Fear, Cliffs and Precipices

I’ve been scared of heights my entire life.

Mostly cliffs and steep stairways, steep hills, things like that.  It makes my knees go all watery when I look at pictures of that city in China, the one that’s all built on a cliffside and is nothing but dizzying views of the valley floor, far, far below.

It even makes me nervous to look at rock climbers when they are dangling from some difficult rock face.

At a writer’s retreat, I wrote the following passage:

What is it like, not to be afraid? I’ve never known. Among the planar ferns, carpeted with dew- bedazzled moss and roofed with maple clerestory, I’m fine. Or, watching mist-silvered ripples run cross mossy swells of granite.
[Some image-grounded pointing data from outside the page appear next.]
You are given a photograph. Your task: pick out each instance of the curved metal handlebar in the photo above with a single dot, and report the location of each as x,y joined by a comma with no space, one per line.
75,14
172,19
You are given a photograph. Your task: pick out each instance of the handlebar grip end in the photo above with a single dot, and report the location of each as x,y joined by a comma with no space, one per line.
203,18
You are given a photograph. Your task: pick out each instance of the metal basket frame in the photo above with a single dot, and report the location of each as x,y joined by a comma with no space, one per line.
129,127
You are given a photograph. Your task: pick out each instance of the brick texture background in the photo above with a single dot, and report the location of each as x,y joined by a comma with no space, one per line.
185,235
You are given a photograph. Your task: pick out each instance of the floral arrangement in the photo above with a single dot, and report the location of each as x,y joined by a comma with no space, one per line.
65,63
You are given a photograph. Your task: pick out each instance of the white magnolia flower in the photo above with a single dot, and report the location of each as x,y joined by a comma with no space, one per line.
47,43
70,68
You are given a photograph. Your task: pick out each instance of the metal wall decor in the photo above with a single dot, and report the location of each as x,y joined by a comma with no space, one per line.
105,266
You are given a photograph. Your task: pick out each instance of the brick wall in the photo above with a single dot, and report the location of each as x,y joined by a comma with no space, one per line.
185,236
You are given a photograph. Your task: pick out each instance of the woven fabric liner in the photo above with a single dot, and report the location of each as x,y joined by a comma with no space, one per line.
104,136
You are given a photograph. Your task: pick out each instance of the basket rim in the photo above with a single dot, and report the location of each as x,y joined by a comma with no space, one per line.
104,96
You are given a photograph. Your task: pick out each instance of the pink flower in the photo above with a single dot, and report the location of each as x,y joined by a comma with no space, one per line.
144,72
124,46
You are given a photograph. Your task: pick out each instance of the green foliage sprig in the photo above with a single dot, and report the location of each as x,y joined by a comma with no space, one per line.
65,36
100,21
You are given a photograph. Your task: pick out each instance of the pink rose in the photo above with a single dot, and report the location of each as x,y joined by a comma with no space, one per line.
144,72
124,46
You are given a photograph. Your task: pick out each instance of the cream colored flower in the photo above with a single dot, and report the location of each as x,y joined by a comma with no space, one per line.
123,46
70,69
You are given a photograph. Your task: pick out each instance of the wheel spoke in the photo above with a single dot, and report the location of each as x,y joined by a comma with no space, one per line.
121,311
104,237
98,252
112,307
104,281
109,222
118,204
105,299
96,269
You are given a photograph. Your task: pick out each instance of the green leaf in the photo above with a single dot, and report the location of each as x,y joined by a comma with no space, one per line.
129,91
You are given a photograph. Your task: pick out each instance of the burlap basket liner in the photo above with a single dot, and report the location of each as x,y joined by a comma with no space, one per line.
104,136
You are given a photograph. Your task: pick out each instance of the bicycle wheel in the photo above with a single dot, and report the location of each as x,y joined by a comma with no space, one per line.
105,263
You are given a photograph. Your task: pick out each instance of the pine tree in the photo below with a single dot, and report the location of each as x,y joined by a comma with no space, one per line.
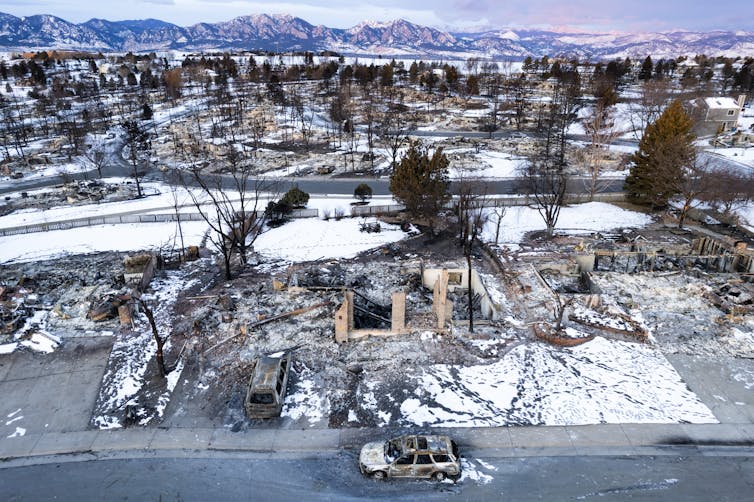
666,147
420,182
646,69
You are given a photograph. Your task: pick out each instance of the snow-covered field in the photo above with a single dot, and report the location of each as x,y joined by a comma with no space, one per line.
601,381
575,219
314,239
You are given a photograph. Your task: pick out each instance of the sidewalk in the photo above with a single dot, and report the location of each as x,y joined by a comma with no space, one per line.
619,439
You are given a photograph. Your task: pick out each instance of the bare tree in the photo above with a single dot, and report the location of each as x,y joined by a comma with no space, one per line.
545,172
499,212
96,155
138,148
230,204
730,189
472,217
160,341
600,126
393,130
654,96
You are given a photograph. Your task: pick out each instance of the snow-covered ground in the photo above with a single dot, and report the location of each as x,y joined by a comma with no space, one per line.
601,381
126,237
314,239
575,219
491,164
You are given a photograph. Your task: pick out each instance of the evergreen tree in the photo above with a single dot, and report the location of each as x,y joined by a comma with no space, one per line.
665,149
363,192
420,182
646,69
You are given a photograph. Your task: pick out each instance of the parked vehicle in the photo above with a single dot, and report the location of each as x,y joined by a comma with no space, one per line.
267,386
411,456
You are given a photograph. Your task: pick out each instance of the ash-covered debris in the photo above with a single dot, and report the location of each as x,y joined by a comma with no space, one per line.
52,298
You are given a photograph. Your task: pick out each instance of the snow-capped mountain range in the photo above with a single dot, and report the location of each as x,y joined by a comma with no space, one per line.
399,37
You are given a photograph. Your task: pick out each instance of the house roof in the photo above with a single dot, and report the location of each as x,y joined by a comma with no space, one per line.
721,103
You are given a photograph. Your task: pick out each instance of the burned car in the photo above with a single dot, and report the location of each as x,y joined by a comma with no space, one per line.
414,456
266,390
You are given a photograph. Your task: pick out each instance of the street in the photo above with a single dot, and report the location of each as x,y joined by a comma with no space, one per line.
685,474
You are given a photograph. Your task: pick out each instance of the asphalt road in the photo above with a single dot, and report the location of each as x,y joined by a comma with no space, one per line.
683,475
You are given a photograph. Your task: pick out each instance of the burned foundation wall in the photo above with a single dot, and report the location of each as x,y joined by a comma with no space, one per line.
458,278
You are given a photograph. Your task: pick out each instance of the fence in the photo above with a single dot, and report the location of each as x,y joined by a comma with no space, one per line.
121,219
368,210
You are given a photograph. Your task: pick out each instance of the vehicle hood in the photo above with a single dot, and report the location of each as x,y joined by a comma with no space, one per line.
373,455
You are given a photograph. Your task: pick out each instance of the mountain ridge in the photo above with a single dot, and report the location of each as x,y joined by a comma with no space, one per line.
284,32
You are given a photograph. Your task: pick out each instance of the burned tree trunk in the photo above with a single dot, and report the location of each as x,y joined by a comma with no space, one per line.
160,356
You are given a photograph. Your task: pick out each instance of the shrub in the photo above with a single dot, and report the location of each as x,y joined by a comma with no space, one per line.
295,198
363,192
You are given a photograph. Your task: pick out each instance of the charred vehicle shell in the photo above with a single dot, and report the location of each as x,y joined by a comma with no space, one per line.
266,389
413,456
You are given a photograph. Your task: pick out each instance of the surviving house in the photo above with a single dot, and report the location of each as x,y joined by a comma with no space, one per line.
715,115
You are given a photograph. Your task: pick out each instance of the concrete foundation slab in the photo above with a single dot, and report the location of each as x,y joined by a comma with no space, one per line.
654,434
255,440
540,437
167,439
57,443
18,446
289,440
597,435
123,439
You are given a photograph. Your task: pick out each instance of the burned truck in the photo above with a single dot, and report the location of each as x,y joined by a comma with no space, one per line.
267,385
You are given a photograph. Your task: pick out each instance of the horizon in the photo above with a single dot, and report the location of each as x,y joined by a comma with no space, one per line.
582,16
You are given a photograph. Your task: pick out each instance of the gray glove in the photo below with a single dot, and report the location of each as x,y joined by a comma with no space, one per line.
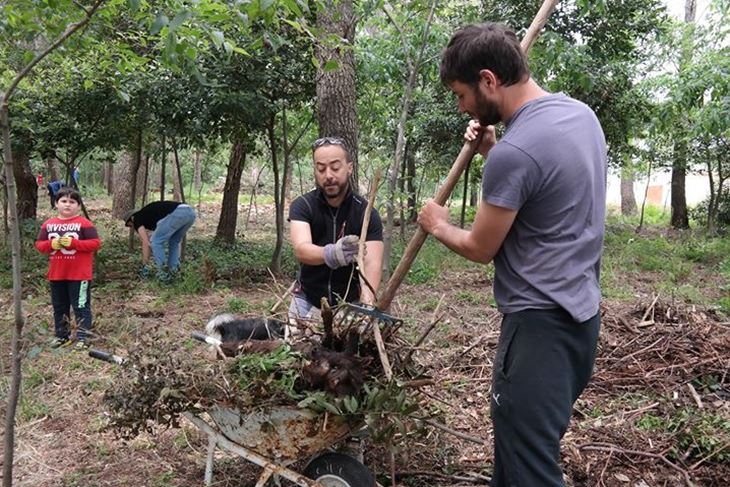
342,252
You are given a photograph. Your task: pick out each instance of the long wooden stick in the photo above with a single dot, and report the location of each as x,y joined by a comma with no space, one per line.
462,160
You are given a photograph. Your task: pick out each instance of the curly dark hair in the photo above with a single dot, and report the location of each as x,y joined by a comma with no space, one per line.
491,46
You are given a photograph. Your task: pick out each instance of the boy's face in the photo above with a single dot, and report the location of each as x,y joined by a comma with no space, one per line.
67,207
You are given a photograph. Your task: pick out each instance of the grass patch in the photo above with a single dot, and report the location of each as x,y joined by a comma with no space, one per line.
700,434
430,263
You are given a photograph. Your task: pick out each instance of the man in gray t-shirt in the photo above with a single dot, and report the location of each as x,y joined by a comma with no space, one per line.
541,221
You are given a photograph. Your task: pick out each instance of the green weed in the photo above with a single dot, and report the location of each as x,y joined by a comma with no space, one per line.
30,408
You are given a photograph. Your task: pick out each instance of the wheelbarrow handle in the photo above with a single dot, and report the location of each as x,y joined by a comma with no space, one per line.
106,357
414,245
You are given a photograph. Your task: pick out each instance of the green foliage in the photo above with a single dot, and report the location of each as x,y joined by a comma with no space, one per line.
722,221
272,375
430,263
699,434
673,260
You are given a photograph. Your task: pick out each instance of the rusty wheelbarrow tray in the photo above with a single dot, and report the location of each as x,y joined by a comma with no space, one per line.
275,437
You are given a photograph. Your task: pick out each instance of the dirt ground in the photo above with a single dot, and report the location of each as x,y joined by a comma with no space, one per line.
656,359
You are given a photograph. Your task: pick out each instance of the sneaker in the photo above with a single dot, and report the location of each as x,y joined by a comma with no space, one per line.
59,342
164,277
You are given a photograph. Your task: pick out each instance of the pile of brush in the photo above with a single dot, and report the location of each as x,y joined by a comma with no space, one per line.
333,366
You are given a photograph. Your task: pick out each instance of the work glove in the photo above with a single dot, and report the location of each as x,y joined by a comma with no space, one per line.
342,252
65,241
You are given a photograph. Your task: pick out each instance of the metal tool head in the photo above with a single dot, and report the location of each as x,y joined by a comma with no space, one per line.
355,312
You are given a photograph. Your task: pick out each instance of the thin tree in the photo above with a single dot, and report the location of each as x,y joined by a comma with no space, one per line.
336,93
413,68
14,392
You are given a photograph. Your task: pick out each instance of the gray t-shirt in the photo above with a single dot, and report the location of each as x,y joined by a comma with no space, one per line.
550,166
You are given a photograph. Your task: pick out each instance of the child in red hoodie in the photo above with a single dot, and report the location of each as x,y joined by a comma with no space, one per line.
71,241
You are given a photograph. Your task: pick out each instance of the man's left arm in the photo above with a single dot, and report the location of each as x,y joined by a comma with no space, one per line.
146,248
373,262
482,242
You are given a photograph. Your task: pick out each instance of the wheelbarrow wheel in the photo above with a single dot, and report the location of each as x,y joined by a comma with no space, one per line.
339,470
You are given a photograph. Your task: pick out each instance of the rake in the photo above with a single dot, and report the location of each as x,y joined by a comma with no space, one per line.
377,316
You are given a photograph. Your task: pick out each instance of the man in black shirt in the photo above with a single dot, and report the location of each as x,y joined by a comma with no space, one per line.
325,227
170,221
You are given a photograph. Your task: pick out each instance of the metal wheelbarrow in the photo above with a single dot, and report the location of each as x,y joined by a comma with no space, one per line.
276,438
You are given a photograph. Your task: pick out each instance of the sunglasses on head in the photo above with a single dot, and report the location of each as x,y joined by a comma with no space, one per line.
328,141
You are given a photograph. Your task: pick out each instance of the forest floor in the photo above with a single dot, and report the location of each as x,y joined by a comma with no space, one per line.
656,412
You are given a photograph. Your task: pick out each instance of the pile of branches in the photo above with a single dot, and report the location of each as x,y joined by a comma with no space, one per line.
674,358
332,367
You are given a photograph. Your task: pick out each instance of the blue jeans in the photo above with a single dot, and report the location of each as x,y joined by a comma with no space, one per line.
169,233
71,294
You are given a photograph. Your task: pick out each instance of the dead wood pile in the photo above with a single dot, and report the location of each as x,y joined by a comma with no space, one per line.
331,367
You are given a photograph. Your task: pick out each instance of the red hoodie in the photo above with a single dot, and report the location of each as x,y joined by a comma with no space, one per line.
75,263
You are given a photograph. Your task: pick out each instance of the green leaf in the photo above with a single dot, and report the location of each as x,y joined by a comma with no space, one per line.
179,19
34,351
293,7
160,21
217,37
240,50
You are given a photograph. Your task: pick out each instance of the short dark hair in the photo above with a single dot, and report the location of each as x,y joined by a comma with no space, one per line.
491,46
70,193
326,141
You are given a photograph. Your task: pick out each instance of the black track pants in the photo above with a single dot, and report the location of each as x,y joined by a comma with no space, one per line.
544,360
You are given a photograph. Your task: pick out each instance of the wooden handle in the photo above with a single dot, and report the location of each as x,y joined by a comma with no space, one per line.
414,245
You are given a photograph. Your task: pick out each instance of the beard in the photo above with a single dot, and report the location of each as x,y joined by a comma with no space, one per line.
334,190
486,112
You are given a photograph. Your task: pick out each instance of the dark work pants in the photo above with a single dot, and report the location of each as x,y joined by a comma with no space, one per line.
71,294
544,360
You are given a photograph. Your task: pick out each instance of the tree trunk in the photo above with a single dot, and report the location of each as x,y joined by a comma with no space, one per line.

Or ranging mile on mile through fir and cedar pillars, hot pitch perfume rising to my nose. It’s easy to forget when things are comfortable.

But venturing along a cliffside trail, or threading a narrow planken bridge, I’m liable to turn… and there it is, a grinning vista. My blood runs icy as a spring when I contemplate infinity. Far peaks turn into fangs to bite me, friendly lake a vat to drown me, lovely trees just claws to catch.

“How lovely,” I hear from far away. “How picturesque!” For my best appreciation, it should stay in the picture. Caught between cliff and hill it’s all too easy to feel the footing fail, the world tilt askew and the mountain come tumbling on my bare head. Here, imagination turns from friend to foe. A stout stick and a will of unworked sponge-iron are my only defenses. Step by halting step I head for home.

I’d like to be able to stand atop a cliff or mountain, and not know what that fear meant. Not feel my heart slam against cage of ribs, not have my legs turn to egg noodle paste, not taste imminent death on the wind.

Until then, isn’t this fungus under the emerald-blanketed log a thing of beauty? And do you mind if I stay on my knees?

 

Anyone with a phobia can probably relate.   There’s a way through that terror.  The way is to remember that fear is a paper tiger.  If you realize that it can’t truly control you, and you face it and move through it, fear dissolves.  I have not been entirely successful yet.  However, whenever I truly practice this, I beat back fear.